On the other hand, surveillance schedule after resection of MD-IPMNs is determined based on pathological grade and surgical margin status (17). Prognosis after resection of invasive IPMNs is better than that of conventional pancreatic ductal adenocarcinomas (PDACs) in the matched status of T1 or N0, or in the subtype of colloid carcinoma, while it is not different from that of PDACs in the other conditions (T2 to T4, N1, or other subtypes of carcinoma) (20, 22). Thus, the patients with invasive MD-IPMNs should be surveyed according to the protocol of the conventional PDACs.
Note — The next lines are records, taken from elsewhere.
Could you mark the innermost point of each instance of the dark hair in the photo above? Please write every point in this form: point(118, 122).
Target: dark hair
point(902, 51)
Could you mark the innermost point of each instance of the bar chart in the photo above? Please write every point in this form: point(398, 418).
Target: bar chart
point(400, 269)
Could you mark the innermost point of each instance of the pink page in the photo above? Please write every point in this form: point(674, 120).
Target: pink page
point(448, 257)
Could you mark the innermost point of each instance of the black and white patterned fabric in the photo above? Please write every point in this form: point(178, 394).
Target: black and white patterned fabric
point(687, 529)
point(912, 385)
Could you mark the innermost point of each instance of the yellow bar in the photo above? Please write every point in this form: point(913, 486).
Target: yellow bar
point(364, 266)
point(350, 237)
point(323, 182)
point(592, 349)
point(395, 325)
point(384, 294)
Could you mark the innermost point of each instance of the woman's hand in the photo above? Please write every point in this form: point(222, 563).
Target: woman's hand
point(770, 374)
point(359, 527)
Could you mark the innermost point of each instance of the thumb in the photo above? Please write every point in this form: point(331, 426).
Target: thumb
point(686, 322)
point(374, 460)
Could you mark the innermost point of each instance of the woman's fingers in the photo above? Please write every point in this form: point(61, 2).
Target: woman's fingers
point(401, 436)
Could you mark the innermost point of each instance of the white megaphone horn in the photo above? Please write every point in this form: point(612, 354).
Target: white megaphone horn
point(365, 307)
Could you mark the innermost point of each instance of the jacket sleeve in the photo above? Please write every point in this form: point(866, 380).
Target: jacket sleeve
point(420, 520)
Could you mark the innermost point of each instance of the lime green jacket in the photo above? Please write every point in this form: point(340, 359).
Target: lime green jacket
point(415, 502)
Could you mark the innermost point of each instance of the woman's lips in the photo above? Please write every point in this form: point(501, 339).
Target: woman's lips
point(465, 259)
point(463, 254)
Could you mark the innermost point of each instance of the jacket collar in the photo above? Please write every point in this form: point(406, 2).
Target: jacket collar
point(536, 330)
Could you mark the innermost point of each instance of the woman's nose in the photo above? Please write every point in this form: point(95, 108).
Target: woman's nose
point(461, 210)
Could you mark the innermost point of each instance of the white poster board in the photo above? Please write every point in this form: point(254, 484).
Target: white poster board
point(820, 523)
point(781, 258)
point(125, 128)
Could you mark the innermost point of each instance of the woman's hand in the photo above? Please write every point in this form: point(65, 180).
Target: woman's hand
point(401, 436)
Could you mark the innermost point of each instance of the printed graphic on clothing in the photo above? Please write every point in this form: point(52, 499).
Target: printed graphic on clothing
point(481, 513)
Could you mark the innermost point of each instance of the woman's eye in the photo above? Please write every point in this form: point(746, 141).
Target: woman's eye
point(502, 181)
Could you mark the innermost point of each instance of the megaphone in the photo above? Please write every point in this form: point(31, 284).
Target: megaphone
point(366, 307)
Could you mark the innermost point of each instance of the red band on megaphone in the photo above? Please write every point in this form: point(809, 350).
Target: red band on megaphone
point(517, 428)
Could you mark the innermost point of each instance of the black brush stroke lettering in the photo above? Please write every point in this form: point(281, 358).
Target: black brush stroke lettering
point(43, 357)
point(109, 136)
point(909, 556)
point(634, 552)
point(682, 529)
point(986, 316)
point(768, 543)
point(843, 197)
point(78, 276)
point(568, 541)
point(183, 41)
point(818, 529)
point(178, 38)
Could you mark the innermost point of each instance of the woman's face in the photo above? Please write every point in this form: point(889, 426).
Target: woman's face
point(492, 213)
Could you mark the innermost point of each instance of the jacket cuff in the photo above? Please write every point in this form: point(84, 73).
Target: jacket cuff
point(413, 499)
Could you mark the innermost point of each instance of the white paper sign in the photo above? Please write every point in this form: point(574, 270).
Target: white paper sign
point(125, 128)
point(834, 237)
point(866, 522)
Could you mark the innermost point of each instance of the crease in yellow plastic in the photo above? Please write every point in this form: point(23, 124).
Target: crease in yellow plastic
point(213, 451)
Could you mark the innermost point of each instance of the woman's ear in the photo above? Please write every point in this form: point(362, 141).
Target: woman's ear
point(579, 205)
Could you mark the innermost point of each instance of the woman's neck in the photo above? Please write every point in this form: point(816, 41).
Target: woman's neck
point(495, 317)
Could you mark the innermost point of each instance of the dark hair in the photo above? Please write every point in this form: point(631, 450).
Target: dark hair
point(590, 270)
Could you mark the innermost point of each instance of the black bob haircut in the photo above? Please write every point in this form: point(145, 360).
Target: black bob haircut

In non-malignant IPMNs (LGD to IGD), if there is no residual lesion in the remnant pancreas with negative surgical margin for neoplastic cells, then the patients might be surveyed at 2 and 5 years after operation to check the development of new lesions in the remnant pancreas (17). In the patients having positive surgical margin of LGD to IGD, the surveillance of twice a year using physical examination and MRCP might be suitable, although there has been no evidence regarding the effect of this protocol (17). On the other hand, it remains unclear whether this surveillance protocol of twice a year would be also applied to the patients after resection for non-invasive carcinoma (HGD). If there are some clinical signs to suspect the progression of the diseases in such patients, then surveillance with shorter interval is recommended (17). One example of a surveillance protocol after resection of MD-IPMN is present in Figure 8.
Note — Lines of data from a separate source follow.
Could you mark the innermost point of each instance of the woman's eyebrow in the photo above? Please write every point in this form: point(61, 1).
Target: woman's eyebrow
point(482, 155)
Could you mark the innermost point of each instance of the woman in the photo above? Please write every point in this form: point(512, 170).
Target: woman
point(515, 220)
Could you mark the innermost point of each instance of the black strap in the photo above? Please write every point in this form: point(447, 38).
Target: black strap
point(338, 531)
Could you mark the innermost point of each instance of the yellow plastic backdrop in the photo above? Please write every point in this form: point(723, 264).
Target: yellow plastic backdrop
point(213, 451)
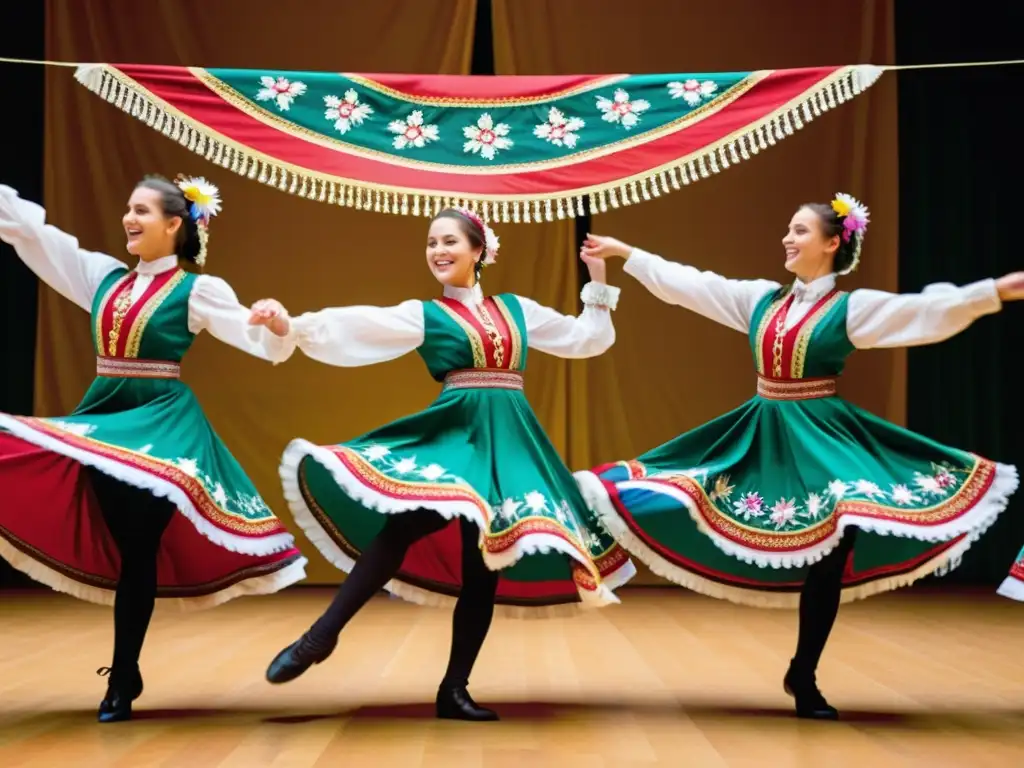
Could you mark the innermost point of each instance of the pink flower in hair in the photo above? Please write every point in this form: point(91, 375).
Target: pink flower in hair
point(853, 213)
point(491, 243)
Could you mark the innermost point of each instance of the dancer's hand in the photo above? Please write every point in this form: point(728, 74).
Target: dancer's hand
point(597, 268)
point(1011, 287)
point(601, 247)
point(271, 313)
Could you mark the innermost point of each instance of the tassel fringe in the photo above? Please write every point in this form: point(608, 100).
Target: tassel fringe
point(832, 92)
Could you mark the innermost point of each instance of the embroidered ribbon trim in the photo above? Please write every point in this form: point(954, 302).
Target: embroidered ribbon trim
point(126, 368)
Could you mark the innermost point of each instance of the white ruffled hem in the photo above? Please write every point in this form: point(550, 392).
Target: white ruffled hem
point(534, 544)
point(264, 584)
point(1012, 588)
point(156, 485)
point(993, 503)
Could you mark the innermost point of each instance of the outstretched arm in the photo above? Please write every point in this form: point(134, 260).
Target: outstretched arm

We have recently demonstrated that MD-IPMNs often have a development of monoclonal skip lesion in the remnant pancreas, even after a partial pancreatectomy with surgical margin negative for neoplastic cells; however, additional resection of the remnant pancreas led to a favorable prognosis, and thus prophylactic total pancreatectomy for MD-IPMN at the time of the initial operation is not recommended (25). In addition, we have also experienced 3 patients having PDAC concomitant with MD-IPMN, and careful attention should be also paid to the possible occurrence of concomitant PDAC in patients with MD-IPMN as well as BD-IPMN (25).
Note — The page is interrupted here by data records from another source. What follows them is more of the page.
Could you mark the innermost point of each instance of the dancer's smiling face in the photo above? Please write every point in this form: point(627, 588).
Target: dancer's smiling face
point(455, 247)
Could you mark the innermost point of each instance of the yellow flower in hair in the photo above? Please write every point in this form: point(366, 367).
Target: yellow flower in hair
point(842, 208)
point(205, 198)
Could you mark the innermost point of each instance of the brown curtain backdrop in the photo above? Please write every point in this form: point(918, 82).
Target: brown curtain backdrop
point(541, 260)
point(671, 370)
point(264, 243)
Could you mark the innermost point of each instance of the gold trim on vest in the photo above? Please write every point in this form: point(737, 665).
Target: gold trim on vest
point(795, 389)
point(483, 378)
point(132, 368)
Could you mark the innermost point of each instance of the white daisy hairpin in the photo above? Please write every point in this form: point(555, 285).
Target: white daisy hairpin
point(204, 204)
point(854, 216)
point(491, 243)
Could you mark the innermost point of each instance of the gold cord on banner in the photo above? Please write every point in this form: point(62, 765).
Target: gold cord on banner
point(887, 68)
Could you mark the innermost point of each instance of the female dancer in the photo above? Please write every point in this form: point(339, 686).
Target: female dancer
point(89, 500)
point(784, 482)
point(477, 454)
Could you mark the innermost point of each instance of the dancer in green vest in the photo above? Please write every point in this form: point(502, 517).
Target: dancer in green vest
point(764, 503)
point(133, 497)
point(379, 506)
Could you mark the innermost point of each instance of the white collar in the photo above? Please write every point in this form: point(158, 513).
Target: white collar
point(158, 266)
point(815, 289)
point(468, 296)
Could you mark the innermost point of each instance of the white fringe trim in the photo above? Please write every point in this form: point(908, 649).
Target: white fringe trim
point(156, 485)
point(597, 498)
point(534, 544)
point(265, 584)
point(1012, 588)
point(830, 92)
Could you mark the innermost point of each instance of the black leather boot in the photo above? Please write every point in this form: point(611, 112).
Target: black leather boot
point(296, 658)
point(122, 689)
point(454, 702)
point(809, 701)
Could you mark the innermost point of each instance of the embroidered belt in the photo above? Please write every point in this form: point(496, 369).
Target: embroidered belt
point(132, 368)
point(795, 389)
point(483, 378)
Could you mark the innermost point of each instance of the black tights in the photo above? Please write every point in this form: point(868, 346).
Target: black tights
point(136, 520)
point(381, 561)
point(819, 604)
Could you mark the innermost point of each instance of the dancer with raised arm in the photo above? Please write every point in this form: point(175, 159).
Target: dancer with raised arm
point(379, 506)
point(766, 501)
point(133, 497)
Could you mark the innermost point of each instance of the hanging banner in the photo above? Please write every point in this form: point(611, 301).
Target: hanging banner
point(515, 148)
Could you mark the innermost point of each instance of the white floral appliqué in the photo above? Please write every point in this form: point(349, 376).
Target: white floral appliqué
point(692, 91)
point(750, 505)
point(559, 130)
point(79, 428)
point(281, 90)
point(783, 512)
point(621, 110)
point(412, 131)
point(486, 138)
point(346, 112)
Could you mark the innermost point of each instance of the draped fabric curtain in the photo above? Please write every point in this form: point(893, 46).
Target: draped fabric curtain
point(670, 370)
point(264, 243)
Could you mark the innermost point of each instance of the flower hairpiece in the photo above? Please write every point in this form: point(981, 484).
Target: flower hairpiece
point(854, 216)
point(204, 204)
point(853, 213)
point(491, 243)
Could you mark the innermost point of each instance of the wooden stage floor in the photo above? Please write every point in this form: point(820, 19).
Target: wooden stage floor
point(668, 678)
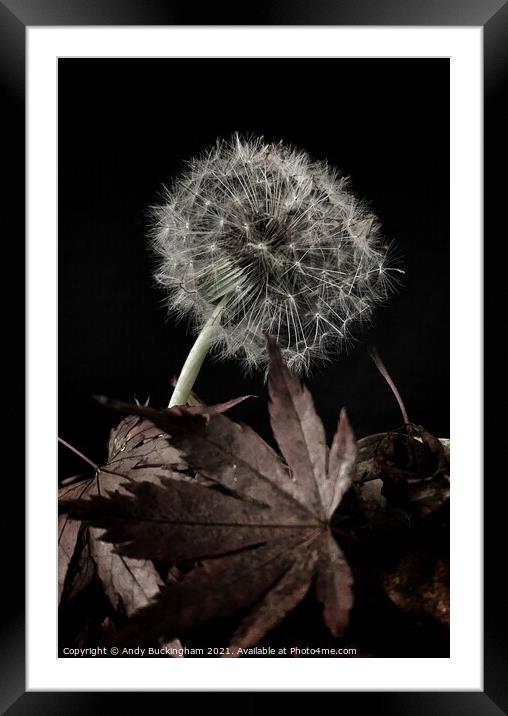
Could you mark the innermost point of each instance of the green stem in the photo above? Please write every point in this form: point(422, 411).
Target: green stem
point(197, 355)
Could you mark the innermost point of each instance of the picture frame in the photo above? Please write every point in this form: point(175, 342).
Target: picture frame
point(15, 19)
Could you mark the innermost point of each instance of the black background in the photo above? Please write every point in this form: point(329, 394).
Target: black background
point(126, 126)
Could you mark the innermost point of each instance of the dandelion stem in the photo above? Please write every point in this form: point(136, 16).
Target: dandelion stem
point(382, 369)
point(194, 361)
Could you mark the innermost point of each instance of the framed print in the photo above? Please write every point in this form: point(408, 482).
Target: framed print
point(254, 302)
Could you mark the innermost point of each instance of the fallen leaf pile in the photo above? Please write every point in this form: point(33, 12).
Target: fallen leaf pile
point(195, 517)
point(255, 526)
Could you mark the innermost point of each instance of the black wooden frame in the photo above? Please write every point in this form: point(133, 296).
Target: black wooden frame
point(15, 17)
11. Extrapancreatic Malignancy
Development of extrapancreatic malignancy is also reported in patients with MD-IPMNs as well as BD-IPMNs, the incidence being 10 to 45%, although etiology connecting IPMNs and the secondary neoplasms has not been known (21, 24, 33). The frequent sites of extrapancreatic malignancy in patients with IPMN are breast, prostate, and colorectum in Western countries, while stomach in Asian countries including Japan (21, 33). Thus, careful attention should be also paid to the extrapancreatic malignancy at the initial assessment and during surveillance of IPMN, although there is no recommended screening modalities to detect extrapancreatic neoplasms.